April is National Autism Acceptance Month.
For those who are unaware, many children with autism tend to have sleep issues, which can impact their health, as well as their family’s.
But, new research has found a set of interventions that could prove helpful, even virtually.
“We were able to show that it was feasible to do via telehealth, that families were able to log on and then take the intervention back and apply it,” explained Dr. Cynthia Johnson, psychologist for Cleveland Clinic Children’s.
Johnson took part in the sleep research for children with autism.
She said more than 70 families participated in the trial, and the results showed that using a behavioral approach, which included preventive and environmental modification, was beneficial.
The interventions were customized to the individual family’s needs.

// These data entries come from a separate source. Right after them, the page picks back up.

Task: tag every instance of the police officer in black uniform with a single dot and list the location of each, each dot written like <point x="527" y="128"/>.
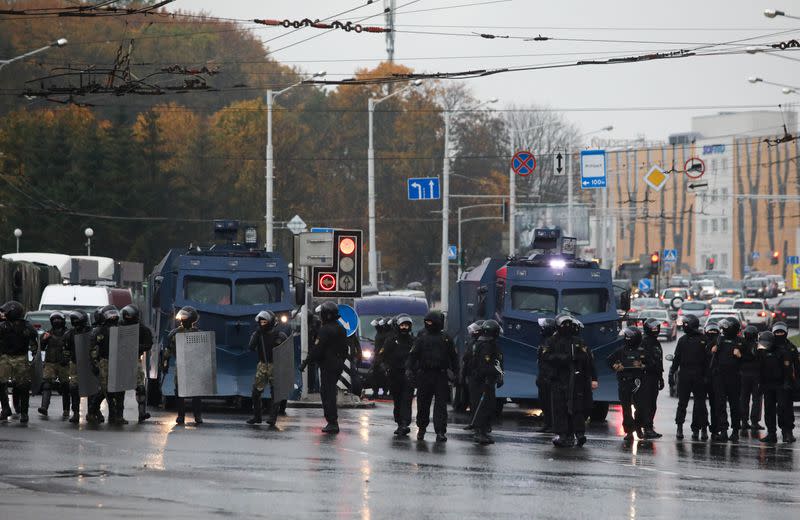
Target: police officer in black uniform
<point x="392" y="358"/>
<point x="775" y="374"/>
<point x="726" y="356"/>
<point x="430" y="360"/>
<point x="547" y="327"/>
<point x="486" y="375"/>
<point x="571" y="363"/>
<point x="329" y="352"/>
<point x="690" y="359"/>
<point x="653" y="380"/>
<point x="750" y="375"/>
<point x="631" y="362"/>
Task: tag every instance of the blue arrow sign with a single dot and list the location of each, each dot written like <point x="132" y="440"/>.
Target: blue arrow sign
<point x="424" y="188"/>
<point x="348" y="318"/>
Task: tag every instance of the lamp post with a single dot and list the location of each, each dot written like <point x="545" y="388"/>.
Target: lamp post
<point x="89" y="232"/>
<point x="271" y="95"/>
<point x="445" y="261"/>
<point x="373" y="250"/>
<point x="58" y="43"/>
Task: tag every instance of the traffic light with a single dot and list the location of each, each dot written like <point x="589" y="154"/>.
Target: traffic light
<point x="343" y="278"/>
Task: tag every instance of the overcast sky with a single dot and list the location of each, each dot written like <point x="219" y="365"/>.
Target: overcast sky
<point x="696" y="81"/>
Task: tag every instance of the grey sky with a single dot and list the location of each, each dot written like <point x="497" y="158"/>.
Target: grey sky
<point x="697" y="81"/>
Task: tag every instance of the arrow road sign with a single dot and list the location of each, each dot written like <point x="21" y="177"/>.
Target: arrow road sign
<point x="423" y="188"/>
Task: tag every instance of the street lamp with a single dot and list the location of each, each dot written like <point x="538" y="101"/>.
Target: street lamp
<point x="445" y="262"/>
<point x="89" y="232"/>
<point x="373" y="251"/>
<point x="58" y="43"/>
<point x="271" y="95"/>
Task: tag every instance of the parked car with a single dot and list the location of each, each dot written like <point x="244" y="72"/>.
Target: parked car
<point x="755" y="312"/>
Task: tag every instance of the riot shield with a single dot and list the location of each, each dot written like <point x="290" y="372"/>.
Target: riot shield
<point x="123" y="357"/>
<point x="283" y="370"/>
<point x="196" y="363"/>
<point x="87" y="381"/>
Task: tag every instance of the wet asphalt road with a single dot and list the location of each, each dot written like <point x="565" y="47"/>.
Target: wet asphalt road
<point x="225" y="468"/>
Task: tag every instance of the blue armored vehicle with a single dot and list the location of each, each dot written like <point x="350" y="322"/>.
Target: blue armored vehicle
<point x="518" y="291"/>
<point x="228" y="283"/>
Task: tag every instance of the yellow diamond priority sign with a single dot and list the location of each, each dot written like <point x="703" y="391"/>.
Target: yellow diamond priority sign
<point x="656" y="178"/>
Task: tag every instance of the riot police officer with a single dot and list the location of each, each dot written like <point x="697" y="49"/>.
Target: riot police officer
<point x="56" y="364"/>
<point x="262" y="341"/>
<point x="690" y="359"/>
<point x="392" y="359"/>
<point x="571" y="364"/>
<point x="750" y="375"/>
<point x="329" y="352"/>
<point x="80" y="325"/>
<point x="430" y="363"/>
<point x="631" y="362"/>
<point x="486" y="375"/>
<point x="653" y="380"/>
<point x="187" y="322"/>
<point x="775" y="374"/>
<point x="17" y="339"/>
<point x="781" y="332"/>
<point x="547" y="327"/>
<point x="726" y="356"/>
<point x="130" y="316"/>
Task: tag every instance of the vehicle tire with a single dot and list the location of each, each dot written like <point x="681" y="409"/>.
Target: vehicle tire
<point x="599" y="411"/>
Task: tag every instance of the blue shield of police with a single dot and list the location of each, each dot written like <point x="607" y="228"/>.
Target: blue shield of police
<point x="283" y="370"/>
<point x="196" y="363"/>
<point x="88" y="384"/>
<point x="123" y="357"/>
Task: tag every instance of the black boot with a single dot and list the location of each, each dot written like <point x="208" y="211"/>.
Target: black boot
<point x="257" y="419"/>
<point x="46" y="395"/>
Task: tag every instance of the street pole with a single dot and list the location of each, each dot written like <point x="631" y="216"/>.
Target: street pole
<point x="373" y="253"/>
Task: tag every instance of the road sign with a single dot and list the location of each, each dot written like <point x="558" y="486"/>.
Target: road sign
<point x="560" y="163"/>
<point x="694" y="168"/>
<point x="348" y="318"/>
<point x="452" y="253"/>
<point x="656" y="178"/>
<point x="593" y="169"/>
<point x="424" y="188"/>
<point x="523" y="163"/>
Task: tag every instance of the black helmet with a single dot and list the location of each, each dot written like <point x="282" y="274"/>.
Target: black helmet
<point x="58" y="317"/>
<point x="691" y="323"/>
<point x="491" y="329"/>
<point x="267" y="316"/>
<point x="434" y="321"/>
<point x="750" y="334"/>
<point x="766" y="339"/>
<point x="78" y="318"/>
<point x="652" y="327"/>
<point x="130" y="314"/>
<point x="631" y="337"/>
<point x="548" y="326"/>
<point x="188" y="316"/>
<point x="13" y="310"/>
<point x="730" y="327"/>
<point x="328" y="312"/>
<point x="780" y="329"/>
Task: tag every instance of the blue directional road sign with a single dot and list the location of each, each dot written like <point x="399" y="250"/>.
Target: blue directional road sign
<point x="348" y="318"/>
<point x="593" y="169"/>
<point x="452" y="253"/>
<point x="424" y="188"/>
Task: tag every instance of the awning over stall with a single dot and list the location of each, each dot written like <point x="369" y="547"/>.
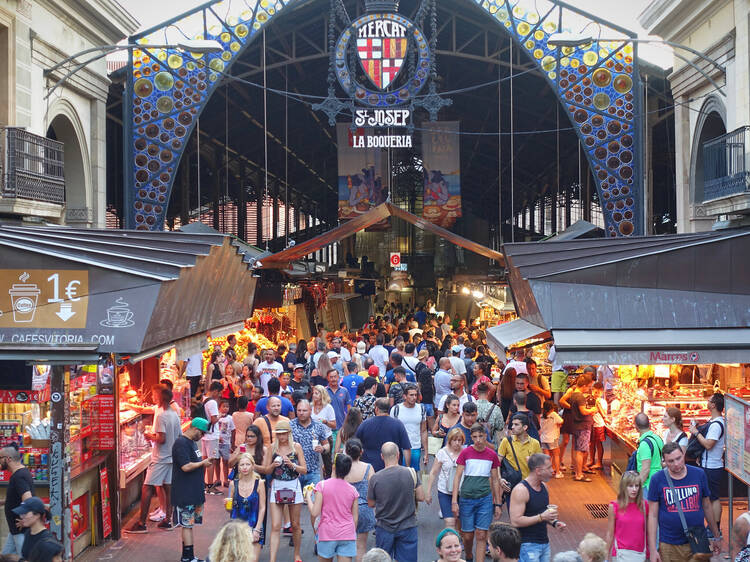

In addition, researchers discovered that the education gave parents more of a sense of competency in handling sleep-related issues with their child.
Johnson said it’s not always as simple as telling a child to go to sleep, but what they can do is introduce changes to help promote sleep.
“For a night wakening for example, if a child wakes up at night, we can’t say don’t wake up at night,” she noted. “But what we can do is teach a child instead that if they wake up at night, don’t get out of your bed, maybe call out to a parent or ring a bell to signal that they need help falling back asleep.”
She said there’s no one main cause for why children with autism tend to have sleep issues. That continues to be researched.